MWM MWMW MWM MWMWMW, 23 de Maio
-


Durante períodos de temperaturas mais amenas e dias nublados, muitas pessoas deixam de utilizar protetor solar por acreditarem que a exposição ao sol se torna menos perigosa. Especialistas alertam, porém, que a radiação ultravioleta continua atingindo a pele mesmo em dias frios ou com céu encoberto, aumentando os riscos de desenvolvimento de doenças dermatológicas. Maio é marcado internacionalmente por campanhas de conscientização sobre o melanoma, considerado o tipo mais agressivo de câncer de pele. Segundo estimativas do Instituto Nacional do Câncer, o Brasil deverá registrar cerca de 263 mil novos casos de câncer de pele por ano entre 2026 e 2028. O melanoma é conhecido pela alta capacidade de se espalhar rapidamente para outros órgãos do corpo quando não diagnosticado precocemente. Muitas vezes, os primeiros sinais da doença são confundidos com alergias, manchas comuns ou pequenas feridas, o que dificulta o reconhecimento inicial do problema. O caso de um paciente que descobriu a doença durante uma consulta médica de rotina reforça a importância do diagnóstico precoce e da observação constante de alterações na pele.

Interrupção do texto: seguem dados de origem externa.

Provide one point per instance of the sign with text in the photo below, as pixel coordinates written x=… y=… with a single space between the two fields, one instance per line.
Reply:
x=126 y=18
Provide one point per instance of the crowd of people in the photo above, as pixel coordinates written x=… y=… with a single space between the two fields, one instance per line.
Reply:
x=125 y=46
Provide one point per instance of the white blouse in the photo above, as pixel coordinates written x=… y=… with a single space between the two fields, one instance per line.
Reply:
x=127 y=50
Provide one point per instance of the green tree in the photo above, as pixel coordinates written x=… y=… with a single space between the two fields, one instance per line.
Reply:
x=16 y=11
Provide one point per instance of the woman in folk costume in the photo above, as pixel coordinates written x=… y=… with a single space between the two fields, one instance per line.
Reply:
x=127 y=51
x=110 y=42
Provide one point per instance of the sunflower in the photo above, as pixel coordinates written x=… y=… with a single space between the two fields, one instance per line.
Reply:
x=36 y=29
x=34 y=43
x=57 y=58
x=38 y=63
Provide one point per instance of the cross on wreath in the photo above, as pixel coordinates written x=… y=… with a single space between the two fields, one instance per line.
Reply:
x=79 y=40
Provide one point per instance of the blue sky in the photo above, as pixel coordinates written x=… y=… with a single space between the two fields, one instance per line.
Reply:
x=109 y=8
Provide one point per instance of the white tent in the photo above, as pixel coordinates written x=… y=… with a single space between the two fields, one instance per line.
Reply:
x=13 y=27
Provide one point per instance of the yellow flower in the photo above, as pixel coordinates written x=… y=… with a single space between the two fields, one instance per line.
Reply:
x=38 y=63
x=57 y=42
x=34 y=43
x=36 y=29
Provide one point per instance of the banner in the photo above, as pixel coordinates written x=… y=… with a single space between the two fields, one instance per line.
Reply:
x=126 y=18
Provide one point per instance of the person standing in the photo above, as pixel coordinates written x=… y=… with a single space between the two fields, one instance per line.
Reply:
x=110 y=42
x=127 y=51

Médicos especialistas explicam que algumas características podem indicar maior risco de câncer de pele e merecem atenção imediata. Pintas com formatos irregulares, mudanças de tamanho, sangramentos ou diferentes tonalidades em uma mesma lesão são sinais considerados suspeitos. Dermatologistas recomendam procurar avaliação médica sempre que houver alteração em manchas antigas ou surgimento de marcas incomuns na pele. A campanha de combate ao melanoma reforça que os cuidados com proteção solar devem ser mantidos durante todo o ano, independentemente da estação. Mesmo em dias chuvosos ou nublados, a radiação ultravioleta continua presente e pode provocar danos acumulativos à pele ao longo do tempo. Organizações que oferecem apoio a pacientes com câncer relatam que muitas pessoas chegam ao tratamento sem informações básicas sobre prevenção. Em uma instituição localizada na Zona Norte do Rio de Janeiro, pacientes recebem acompanhamento psicológico, nutricional, jurídico e assistência social durante o tratamento. Algumas pessoas atendidas apresentam extrema sensibilidade à radiação solar desde a infância e precisam adotar cuidados permanentes, como uso de roupas de proteção, chapéus e protetores solares de alta proteção.

Especialistas destacam que fatores econômicos também dificultam a prevenção da doença, principalmente entre pessoas de baixa renda. Muitos protetores solares recomendados para peles mais sensíveis possuem preços elevados, o que impede parte da população de utilizar o produto regularmente. Pacientes relatam que, antes do diagnóstico, desconheciam os riscos da exposição solar e acreditavam que as manchas na pele eram apenas reações alérgicas simples. Organizações sociais afirmam que muitas famílias precisam priorizar gastos básicos, como alimentação, deixando produtos de proteção solar fora do orçamento doméstico. Diante dessa realidade, um projeto aprovado recentemente na Comissão de Constituição e Justiça da Câmara dos Deputados propõe classificar protetores solares como bens essenciais, permitindo redução de impostos e preços mais baixos ao consumidor. A proposta ainda depende de aprovação no plenário da Câmara e no Senado Federal. Médicos reforçam que a prevenção continua sendo a principal forma de combater o melanoma e recomendam atenção constante a qualquer alteração na pele, especialmente em casos de pintas que crescem, mudam de cor ou apresentam sangramento. O diagnóstico precoce aumenta significativamente as chances de sucesso no tratamento e reduz os riscos de complicações graves associadas ao câncer de pele.